Catalysis Sciences & Engineering, Invited lecture
CE-011

Selectivity and stability of zeolite catalysts in methanol-to-hydrocarbons reaction

N. Kosinov1
1TU Eindhoven, Inorganic Materials & Catalysis, Het Kranenveld 14, Helix, 5612 AZ Eindhoven, Netherlands

Zeolites (microporous crystalline aluminosilicates) represent one of the most prominent types of heterogeneous catalysts. Zeolites are characterized by regular pores, channels, and cages of molecular dimensions (0.3 – 1 nm). The microporous structure of zeolites allows for the stabilization of various active sites, intermediates, and products that would otherwise be unstable. A unique feature of zeolites is fascinating hydrocarbon pool chemistry, in which confined co-catalytic intermediates actively participate in the catalytic cycle. Methanol-to-hydrocarbons (MTH) is the prime example of a reaction following the hydrocarbon pool mechanism.[1] In addition to being a chemically intriguing reaction, MTH is an industrially relevant method to produce valuable light olefin and aromatic building blocks from virtually any carbon source (gas, coal, CO2, biomass) via the methanol intermediate.

With all these opportunities also come challenges, because the chemistry in confinement differs from the conventional chemistry. The processes, taking place inside the zeolite pores during conversion of a relatively simple methanol molecule to olefins and aromatics, are extremely complex. Entangled dynamic effects of co-catalytic intermediates, active sites, spectating and deactivating species, and diffusion limitations, define the MTH reactivity. Our understanding of these processes is deficient and the control that we can exert over them to tune the selectivity and stability of MTH catalysts is limited.

In this lecture, selected aspects of the reactivity of zeolite catalysts in the MTH reaction will be discussed. More specifically, I will focus on two strategies to control the reaction selectivity and catalyst stability: co-feeding of furanics to produce more aromatics [2] and modification of zeolites with alkaline earth cations to produce more propylene and decrease the deactivation rate [3]. These cases will also illustrate an effective toolbox of characterization techniques (operando FTIR, operando XRD, operando TG-MS, 13C/1H NMR, pulse reaction technique, and isotopic labelling) for investigating the chemistry of MTH catalysts.

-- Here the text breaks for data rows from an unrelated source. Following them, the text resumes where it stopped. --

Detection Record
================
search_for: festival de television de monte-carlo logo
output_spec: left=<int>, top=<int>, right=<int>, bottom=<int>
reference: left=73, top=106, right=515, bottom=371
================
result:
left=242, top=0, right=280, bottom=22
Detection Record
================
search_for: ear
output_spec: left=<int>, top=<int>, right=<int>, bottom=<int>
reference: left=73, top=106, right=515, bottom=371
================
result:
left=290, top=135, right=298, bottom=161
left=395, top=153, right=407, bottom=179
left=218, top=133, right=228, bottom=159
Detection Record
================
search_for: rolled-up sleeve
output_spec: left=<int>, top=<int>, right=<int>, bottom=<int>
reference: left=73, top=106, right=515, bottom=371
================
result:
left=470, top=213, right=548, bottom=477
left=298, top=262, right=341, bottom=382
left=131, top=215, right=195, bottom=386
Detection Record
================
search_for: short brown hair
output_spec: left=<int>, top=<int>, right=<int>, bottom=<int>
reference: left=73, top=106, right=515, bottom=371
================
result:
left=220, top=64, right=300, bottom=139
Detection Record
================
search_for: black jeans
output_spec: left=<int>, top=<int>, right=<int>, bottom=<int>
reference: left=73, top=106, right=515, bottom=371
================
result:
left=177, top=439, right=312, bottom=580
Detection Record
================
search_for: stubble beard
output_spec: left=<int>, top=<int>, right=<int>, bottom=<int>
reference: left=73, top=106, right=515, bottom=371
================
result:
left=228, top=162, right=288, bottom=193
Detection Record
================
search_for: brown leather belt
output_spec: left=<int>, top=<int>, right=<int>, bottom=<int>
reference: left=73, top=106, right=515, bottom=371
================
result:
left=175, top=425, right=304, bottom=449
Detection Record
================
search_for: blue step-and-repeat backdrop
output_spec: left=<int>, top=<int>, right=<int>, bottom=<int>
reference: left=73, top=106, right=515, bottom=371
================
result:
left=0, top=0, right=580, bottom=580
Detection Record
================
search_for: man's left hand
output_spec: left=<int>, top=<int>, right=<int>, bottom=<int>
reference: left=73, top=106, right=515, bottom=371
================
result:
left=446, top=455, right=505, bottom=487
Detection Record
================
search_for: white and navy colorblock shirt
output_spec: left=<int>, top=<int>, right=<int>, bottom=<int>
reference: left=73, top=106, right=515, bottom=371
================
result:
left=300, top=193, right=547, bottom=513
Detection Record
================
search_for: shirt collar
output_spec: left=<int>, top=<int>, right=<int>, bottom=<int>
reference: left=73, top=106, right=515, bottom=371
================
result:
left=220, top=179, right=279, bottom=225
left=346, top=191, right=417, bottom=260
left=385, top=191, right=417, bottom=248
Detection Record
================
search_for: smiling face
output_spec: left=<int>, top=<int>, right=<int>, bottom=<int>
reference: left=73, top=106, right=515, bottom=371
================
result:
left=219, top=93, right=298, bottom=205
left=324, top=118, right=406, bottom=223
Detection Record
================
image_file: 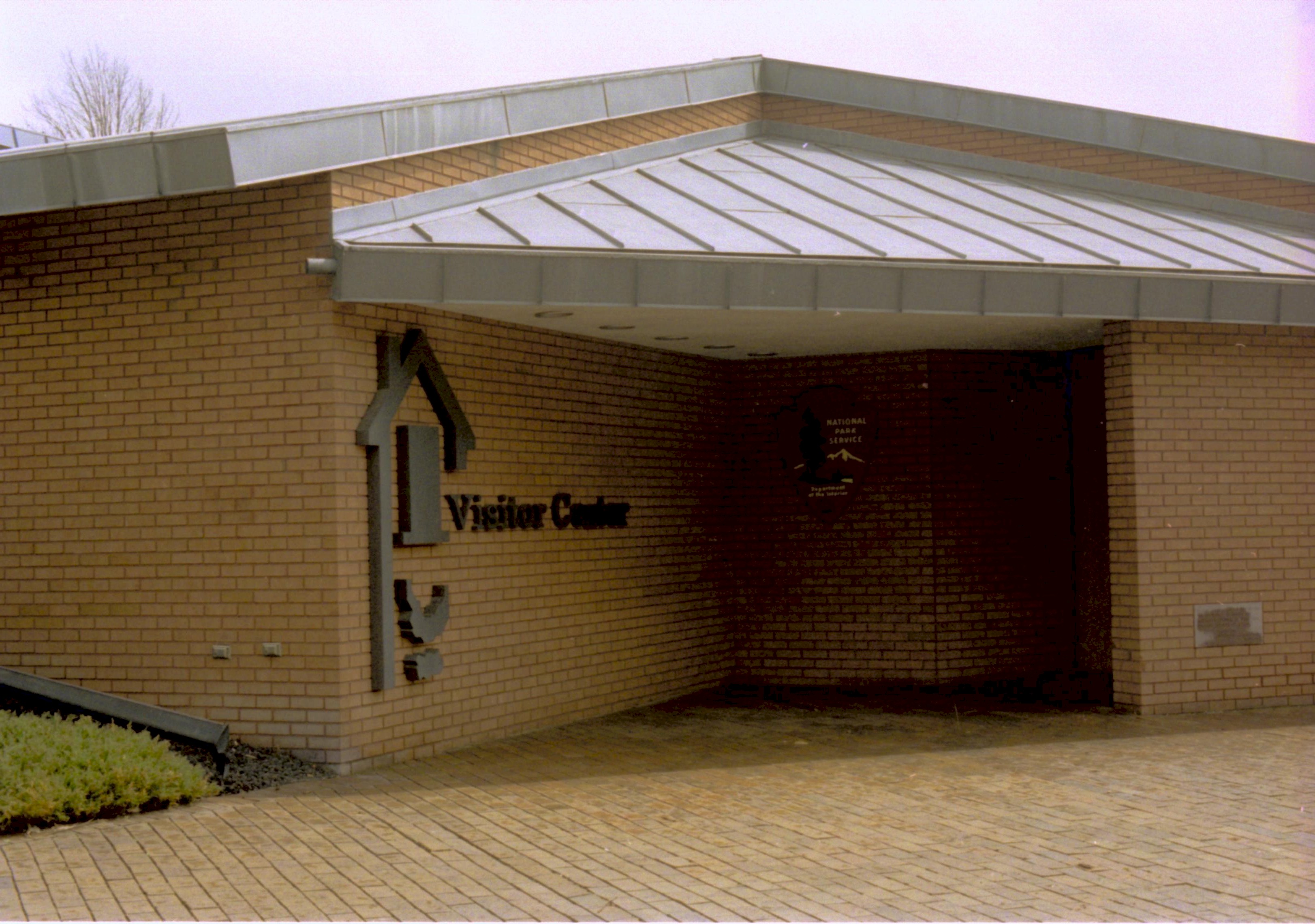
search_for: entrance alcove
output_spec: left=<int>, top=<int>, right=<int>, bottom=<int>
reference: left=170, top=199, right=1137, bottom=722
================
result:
left=725, top=347, right=1110, bottom=703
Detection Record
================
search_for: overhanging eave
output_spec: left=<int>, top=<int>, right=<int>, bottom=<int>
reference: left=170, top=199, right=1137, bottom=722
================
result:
left=334, top=244, right=1315, bottom=326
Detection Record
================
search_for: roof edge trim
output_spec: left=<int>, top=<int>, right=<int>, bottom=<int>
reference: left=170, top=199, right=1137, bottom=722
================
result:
left=760, top=58, right=1315, bottom=183
left=333, top=243, right=1315, bottom=327
left=0, top=56, right=1315, bottom=214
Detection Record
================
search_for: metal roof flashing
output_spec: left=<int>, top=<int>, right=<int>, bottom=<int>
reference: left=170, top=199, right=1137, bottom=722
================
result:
left=0, top=55, right=1315, bottom=220
left=334, top=122, right=1315, bottom=357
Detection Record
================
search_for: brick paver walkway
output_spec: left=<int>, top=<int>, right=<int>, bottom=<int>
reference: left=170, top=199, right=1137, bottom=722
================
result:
left=0, top=702, right=1315, bottom=920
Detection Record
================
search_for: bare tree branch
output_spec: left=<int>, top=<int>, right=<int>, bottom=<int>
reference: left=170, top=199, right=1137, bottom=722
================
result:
left=28, top=47, right=177, bottom=139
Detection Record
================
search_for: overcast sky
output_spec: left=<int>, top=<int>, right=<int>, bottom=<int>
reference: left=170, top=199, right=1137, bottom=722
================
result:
left=0, top=0, right=1315, bottom=142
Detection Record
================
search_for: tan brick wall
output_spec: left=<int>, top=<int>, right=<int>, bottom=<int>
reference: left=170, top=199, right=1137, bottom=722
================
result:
left=333, top=93, right=763, bottom=209
left=323, top=304, right=731, bottom=768
left=1106, top=322, right=1315, bottom=712
left=0, top=176, right=340, bottom=752
left=763, top=95, right=1315, bottom=212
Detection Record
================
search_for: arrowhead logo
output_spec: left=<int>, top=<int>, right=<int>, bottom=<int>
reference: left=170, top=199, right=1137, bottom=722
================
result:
left=776, top=385, right=877, bottom=524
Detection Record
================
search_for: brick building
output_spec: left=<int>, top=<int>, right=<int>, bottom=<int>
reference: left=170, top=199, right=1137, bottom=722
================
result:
left=0, top=58, right=1315, bottom=769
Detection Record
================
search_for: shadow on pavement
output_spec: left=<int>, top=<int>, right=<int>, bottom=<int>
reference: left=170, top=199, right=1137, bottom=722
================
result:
left=326, top=685, right=1315, bottom=790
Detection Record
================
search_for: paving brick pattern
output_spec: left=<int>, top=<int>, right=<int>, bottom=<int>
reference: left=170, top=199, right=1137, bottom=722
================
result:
left=0, top=701, right=1315, bottom=922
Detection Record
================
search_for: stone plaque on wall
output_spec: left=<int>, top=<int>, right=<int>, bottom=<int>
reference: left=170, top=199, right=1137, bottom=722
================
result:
left=1197, top=603, right=1265, bottom=648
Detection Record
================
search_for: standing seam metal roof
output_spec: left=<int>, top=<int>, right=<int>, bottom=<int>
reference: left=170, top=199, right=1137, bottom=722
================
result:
left=0, top=56, right=1315, bottom=214
left=338, top=135, right=1315, bottom=279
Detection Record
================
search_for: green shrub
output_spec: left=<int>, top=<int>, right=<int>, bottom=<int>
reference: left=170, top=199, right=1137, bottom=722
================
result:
left=0, top=711, right=218, bottom=833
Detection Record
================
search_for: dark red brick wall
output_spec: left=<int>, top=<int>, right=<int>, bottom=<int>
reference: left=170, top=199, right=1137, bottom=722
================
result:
left=723, top=352, right=1107, bottom=685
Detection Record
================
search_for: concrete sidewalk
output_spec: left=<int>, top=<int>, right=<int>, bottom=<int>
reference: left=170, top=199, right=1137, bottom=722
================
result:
left=0, top=698, right=1315, bottom=920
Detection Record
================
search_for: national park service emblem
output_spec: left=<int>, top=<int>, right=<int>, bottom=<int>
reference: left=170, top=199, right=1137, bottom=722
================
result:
left=776, top=385, right=877, bottom=524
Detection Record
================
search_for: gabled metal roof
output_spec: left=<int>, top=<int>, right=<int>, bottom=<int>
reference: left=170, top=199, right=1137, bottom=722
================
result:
left=334, top=124, right=1315, bottom=357
left=340, top=134, right=1315, bottom=279
left=0, top=55, right=1315, bottom=214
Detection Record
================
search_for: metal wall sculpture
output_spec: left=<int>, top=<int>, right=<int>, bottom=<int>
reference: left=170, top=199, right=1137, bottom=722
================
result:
left=356, top=330, right=475, bottom=690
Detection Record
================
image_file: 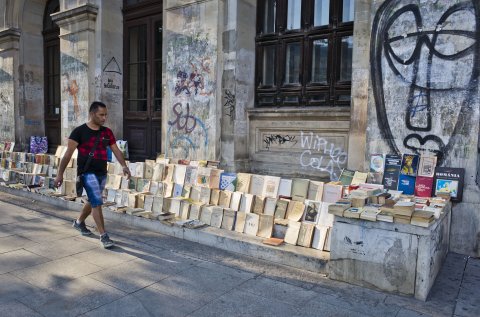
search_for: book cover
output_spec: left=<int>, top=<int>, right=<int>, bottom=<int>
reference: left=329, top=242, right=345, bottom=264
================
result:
left=383, top=154, right=402, bottom=190
left=292, top=178, right=310, bottom=202
left=415, top=176, right=433, bottom=197
left=434, top=167, right=465, bottom=202
left=370, top=154, right=385, bottom=173
left=398, top=173, right=416, bottom=195
left=400, top=154, right=420, bottom=176
left=219, top=172, right=237, bottom=192
left=418, top=155, right=437, bottom=177
left=338, top=168, right=355, bottom=186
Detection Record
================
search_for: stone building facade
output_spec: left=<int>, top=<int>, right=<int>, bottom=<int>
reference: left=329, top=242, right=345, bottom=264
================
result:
left=0, top=0, right=480, bottom=256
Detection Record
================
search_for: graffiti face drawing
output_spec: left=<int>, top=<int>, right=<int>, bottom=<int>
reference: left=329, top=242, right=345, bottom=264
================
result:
left=370, top=0, right=480, bottom=164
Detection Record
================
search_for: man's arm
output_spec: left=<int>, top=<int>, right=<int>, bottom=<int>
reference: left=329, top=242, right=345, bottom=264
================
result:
left=110, top=143, right=131, bottom=179
left=55, top=139, right=78, bottom=187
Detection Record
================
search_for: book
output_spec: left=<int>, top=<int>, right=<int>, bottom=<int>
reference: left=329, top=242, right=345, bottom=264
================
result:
left=322, top=182, right=343, bottom=203
left=286, top=200, right=305, bottom=221
left=278, top=178, right=292, bottom=197
left=249, top=174, right=265, bottom=196
left=221, top=209, right=237, bottom=231
left=434, top=167, right=465, bottom=202
left=307, top=181, right=325, bottom=201
left=297, top=222, right=315, bottom=248
left=338, top=168, right=355, bottom=186
left=400, top=154, right=420, bottom=176
left=398, top=173, right=416, bottom=195
left=414, top=176, right=433, bottom=197
left=383, top=154, right=402, bottom=190
left=417, top=155, right=437, bottom=178
left=257, top=215, right=273, bottom=238
left=369, top=154, right=385, bottom=173
left=244, top=213, right=260, bottom=236
left=302, top=200, right=322, bottom=224
left=285, top=220, right=302, bottom=245
left=292, top=178, right=310, bottom=202
left=236, top=173, right=252, bottom=193
left=235, top=212, right=247, bottom=233
left=219, top=172, right=237, bottom=192
left=262, top=176, right=280, bottom=198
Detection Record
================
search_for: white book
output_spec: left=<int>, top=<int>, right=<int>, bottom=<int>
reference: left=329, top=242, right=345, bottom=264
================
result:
left=278, top=178, right=292, bottom=197
left=244, top=213, right=260, bottom=236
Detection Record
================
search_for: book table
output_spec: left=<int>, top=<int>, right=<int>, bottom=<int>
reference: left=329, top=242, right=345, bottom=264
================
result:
left=329, top=203, right=451, bottom=301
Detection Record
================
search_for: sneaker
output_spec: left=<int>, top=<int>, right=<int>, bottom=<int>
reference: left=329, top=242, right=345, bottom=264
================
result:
left=72, top=220, right=92, bottom=236
left=100, top=233, right=113, bottom=249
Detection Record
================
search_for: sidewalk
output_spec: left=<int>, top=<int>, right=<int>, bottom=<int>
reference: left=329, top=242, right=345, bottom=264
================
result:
left=0, top=192, right=480, bottom=317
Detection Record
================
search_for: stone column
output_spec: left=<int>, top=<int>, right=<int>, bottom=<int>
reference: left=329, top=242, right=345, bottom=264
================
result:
left=52, top=4, right=98, bottom=142
left=0, top=28, right=20, bottom=149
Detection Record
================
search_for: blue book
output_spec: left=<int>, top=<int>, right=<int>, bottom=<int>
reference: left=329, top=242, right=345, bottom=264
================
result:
left=398, top=174, right=416, bottom=195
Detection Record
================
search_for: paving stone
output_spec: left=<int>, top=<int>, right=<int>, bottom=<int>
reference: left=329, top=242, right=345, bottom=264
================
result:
left=152, top=267, right=255, bottom=304
left=189, top=290, right=300, bottom=317
left=12, top=257, right=101, bottom=289
left=238, top=277, right=319, bottom=307
left=0, top=249, right=50, bottom=274
left=0, top=301, right=42, bottom=317
left=0, top=235, right=36, bottom=253
left=90, top=259, right=176, bottom=293
left=19, top=277, right=125, bottom=317
left=0, top=273, right=37, bottom=302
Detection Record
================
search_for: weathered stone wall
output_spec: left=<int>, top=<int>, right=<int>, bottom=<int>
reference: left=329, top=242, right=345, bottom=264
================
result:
left=163, top=0, right=221, bottom=160
left=364, top=0, right=480, bottom=256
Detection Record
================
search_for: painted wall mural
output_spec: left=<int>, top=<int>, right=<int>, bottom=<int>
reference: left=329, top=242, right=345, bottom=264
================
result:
left=0, top=57, right=15, bottom=141
left=165, top=2, right=217, bottom=160
left=370, top=0, right=480, bottom=165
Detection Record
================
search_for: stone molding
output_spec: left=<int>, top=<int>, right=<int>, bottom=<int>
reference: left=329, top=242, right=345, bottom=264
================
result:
left=51, top=4, right=98, bottom=37
left=0, top=28, right=22, bottom=51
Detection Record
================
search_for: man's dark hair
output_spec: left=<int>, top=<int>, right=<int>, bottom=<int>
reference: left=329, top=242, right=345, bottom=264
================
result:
left=88, top=101, right=107, bottom=113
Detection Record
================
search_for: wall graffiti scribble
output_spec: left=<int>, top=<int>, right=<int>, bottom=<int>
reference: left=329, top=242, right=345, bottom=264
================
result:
left=300, top=131, right=347, bottom=181
left=263, top=134, right=298, bottom=150
left=370, top=0, right=480, bottom=164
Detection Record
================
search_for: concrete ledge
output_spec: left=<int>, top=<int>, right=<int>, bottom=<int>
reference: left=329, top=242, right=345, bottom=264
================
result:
left=0, top=186, right=330, bottom=274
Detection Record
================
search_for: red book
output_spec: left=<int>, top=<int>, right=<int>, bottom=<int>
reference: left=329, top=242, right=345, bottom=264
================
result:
left=415, top=176, right=433, bottom=197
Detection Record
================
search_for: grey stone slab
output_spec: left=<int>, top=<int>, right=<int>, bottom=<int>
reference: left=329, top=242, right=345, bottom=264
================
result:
left=12, top=257, right=101, bottom=288
left=152, top=267, right=253, bottom=304
left=90, top=259, right=176, bottom=293
left=0, top=249, right=50, bottom=274
left=19, top=277, right=125, bottom=316
left=189, top=290, right=301, bottom=317
left=25, top=237, right=98, bottom=260
left=238, top=277, right=319, bottom=307
left=0, top=301, right=42, bottom=317
left=0, top=235, right=36, bottom=253
left=0, top=274, right=38, bottom=302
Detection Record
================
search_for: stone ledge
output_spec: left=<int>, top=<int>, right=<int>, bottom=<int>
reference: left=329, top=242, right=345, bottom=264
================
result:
left=0, top=186, right=330, bottom=274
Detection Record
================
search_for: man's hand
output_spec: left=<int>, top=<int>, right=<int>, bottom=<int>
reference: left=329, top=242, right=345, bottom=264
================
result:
left=123, top=166, right=132, bottom=179
left=53, top=175, right=63, bottom=187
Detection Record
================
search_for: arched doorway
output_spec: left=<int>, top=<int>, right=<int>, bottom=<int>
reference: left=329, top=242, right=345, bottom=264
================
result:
left=42, top=0, right=62, bottom=153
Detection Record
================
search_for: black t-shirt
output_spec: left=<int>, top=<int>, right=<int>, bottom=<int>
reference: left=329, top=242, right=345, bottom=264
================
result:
left=69, top=123, right=116, bottom=175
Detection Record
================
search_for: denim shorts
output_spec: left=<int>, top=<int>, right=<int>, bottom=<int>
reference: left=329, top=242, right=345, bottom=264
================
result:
left=81, top=173, right=107, bottom=207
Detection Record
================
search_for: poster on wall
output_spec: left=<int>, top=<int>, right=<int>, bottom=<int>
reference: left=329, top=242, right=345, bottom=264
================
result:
left=433, top=167, right=465, bottom=202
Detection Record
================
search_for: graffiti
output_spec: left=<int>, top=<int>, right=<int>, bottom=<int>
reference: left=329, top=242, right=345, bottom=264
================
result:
left=263, top=134, right=298, bottom=150
left=168, top=102, right=197, bottom=133
left=63, top=73, right=80, bottom=120
left=300, top=131, right=347, bottom=180
left=223, top=89, right=235, bottom=120
left=165, top=102, right=208, bottom=158
left=370, top=0, right=480, bottom=165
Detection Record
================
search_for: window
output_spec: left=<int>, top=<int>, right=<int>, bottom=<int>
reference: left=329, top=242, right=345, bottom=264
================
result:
left=255, top=0, right=354, bottom=107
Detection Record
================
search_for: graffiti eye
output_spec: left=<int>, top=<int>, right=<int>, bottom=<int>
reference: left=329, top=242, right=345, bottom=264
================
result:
left=385, top=11, right=419, bottom=64
left=434, top=10, right=476, bottom=59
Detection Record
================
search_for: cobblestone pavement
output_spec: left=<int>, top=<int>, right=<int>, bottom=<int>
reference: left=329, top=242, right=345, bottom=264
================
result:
left=0, top=193, right=480, bottom=317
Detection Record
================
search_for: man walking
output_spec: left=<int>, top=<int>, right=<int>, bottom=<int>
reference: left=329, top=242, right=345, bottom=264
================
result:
left=55, top=101, right=130, bottom=248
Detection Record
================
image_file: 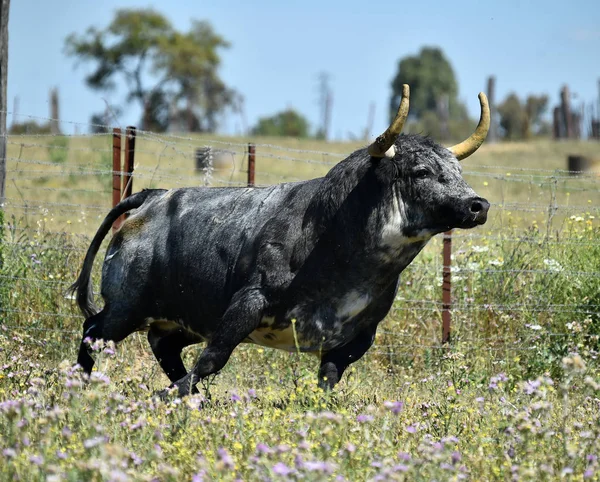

[1]  U. Olsbye, S. Svelle, M. Bjrgen, P. Beato, T. V. W. Janssens, F. Joensen, S. Bordiga, K. P. Lillerud, Angew. Chemie Int. Ed.2012, 51, 5810.
[2]  E. A. Uslamin, N. Kosinov, G. A. Filonenko, B. Mezari, E. Pidko, E. J. M. Hensen, ACS Catal. 2019, 9, 8547.
[3]  A. Liutkova, H. Zhang, J. F. M. Simons, B. Mezari, M. Mirolo, G. A. Garcia, E. J. M. Hensen, N. Kosinov, ACS Catal.2023, 3471.